디스크 유형을 지정하려면 compute.googleapis.com/projects/PROJECT_ID/zones/ZONE/diskTypes/DISK_TYPE 형식을 사용합니다.
다음을 바꿉니다.
PROJECT_ID: 프로젝트 ID입니다.
ZONE: Persistent Disk 영역입니다(예: us-central1-b).
DISK_TYPE: 디스크 유형(pd-ssd 또는 pd-standard)입니다.
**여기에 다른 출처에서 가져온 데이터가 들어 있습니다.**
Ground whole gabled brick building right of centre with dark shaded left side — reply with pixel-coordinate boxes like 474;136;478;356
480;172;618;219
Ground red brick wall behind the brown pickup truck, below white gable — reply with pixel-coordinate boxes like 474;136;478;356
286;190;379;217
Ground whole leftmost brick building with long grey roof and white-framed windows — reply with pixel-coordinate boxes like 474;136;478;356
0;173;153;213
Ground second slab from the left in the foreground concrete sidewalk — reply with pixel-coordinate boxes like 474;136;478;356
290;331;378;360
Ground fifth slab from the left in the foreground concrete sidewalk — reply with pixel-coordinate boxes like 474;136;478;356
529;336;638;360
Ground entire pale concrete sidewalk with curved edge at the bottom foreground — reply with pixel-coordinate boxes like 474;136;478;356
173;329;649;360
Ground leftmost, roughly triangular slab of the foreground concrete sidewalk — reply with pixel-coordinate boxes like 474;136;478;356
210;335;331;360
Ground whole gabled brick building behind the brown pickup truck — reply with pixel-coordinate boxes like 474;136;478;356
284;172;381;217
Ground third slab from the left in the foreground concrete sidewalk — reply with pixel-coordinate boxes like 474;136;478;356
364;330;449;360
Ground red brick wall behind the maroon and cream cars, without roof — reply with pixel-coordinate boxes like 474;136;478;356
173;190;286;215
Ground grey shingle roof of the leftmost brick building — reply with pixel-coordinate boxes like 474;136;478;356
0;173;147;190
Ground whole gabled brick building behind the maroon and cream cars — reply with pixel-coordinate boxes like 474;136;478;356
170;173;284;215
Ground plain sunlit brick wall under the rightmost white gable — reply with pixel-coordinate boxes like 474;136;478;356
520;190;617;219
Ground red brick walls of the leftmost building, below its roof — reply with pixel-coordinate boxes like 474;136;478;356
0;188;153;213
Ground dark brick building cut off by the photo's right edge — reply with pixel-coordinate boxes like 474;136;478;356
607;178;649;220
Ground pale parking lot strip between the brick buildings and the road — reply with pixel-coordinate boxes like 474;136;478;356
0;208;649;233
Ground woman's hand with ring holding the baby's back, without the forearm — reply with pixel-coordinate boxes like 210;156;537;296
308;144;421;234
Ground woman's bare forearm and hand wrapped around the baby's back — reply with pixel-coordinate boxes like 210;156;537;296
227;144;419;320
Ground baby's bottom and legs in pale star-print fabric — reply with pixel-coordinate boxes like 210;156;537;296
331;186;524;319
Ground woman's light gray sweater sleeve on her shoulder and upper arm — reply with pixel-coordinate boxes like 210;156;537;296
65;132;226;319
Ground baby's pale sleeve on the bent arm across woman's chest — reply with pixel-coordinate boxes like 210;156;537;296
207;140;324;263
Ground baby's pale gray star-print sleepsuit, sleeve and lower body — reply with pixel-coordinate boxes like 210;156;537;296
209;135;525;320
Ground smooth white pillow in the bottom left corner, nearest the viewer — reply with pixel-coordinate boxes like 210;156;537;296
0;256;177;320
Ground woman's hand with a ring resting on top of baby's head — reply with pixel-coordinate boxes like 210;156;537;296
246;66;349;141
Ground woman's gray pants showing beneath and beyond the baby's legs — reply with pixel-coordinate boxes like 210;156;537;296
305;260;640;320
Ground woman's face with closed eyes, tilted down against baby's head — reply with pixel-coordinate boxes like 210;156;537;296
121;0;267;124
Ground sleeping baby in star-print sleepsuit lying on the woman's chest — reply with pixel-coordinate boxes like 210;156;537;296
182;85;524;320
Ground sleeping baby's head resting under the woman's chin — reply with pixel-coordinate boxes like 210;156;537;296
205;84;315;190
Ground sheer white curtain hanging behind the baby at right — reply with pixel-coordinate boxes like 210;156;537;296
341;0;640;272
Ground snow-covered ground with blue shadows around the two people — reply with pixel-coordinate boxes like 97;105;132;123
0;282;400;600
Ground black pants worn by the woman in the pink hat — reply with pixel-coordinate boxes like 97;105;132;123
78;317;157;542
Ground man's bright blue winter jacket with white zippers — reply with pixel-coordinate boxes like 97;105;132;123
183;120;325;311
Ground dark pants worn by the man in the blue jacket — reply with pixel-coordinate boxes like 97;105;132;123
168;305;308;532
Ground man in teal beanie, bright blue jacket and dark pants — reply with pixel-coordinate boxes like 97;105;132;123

자세한 내용은 Compute Engine API 참조 페이지의 diskTypes를 참조하세요.
디스크 크기
Persistent Disk 크기입니다.
Java
diskSizeGb 파이프라인 옵션을 설정합니다.
Python
disk_size_gb 파이프라인 옵션을 설정합니다.
Go
disk_size_gb 파이프라인 옵션을 설정합니다.
이 옵션을 설정하는 경우 작업자 부팅 이미지와 로컬 로그를 고려하여 최소 30GB 이상을 지정합니다.
디스크 크기를 줄이면 사용 가능한 셔플 I/O가 줄어듭니다. Dataflow Shuffle 또는 Streaming Engine을 사용하지 않는 셔플 바인딩 작업으로 인해 런타임 및 작업 비용이 증가할 수 있습니다.
일괄 작업
Dataflow Shuffle을 사용하는 일괄 작업의 경우 이 옵션은 작업자 VM 부팅 디스크 크기를 설정합니다. Dataflow Shuffle을 사용하지 않는 일괄 작업의 경우 이 옵션은 셔플된 데이터를 저장하는 데 사용되는 디스크의 크기를 설정합니다. 부팅 디스크 크기는 영향을 받지 않습니다.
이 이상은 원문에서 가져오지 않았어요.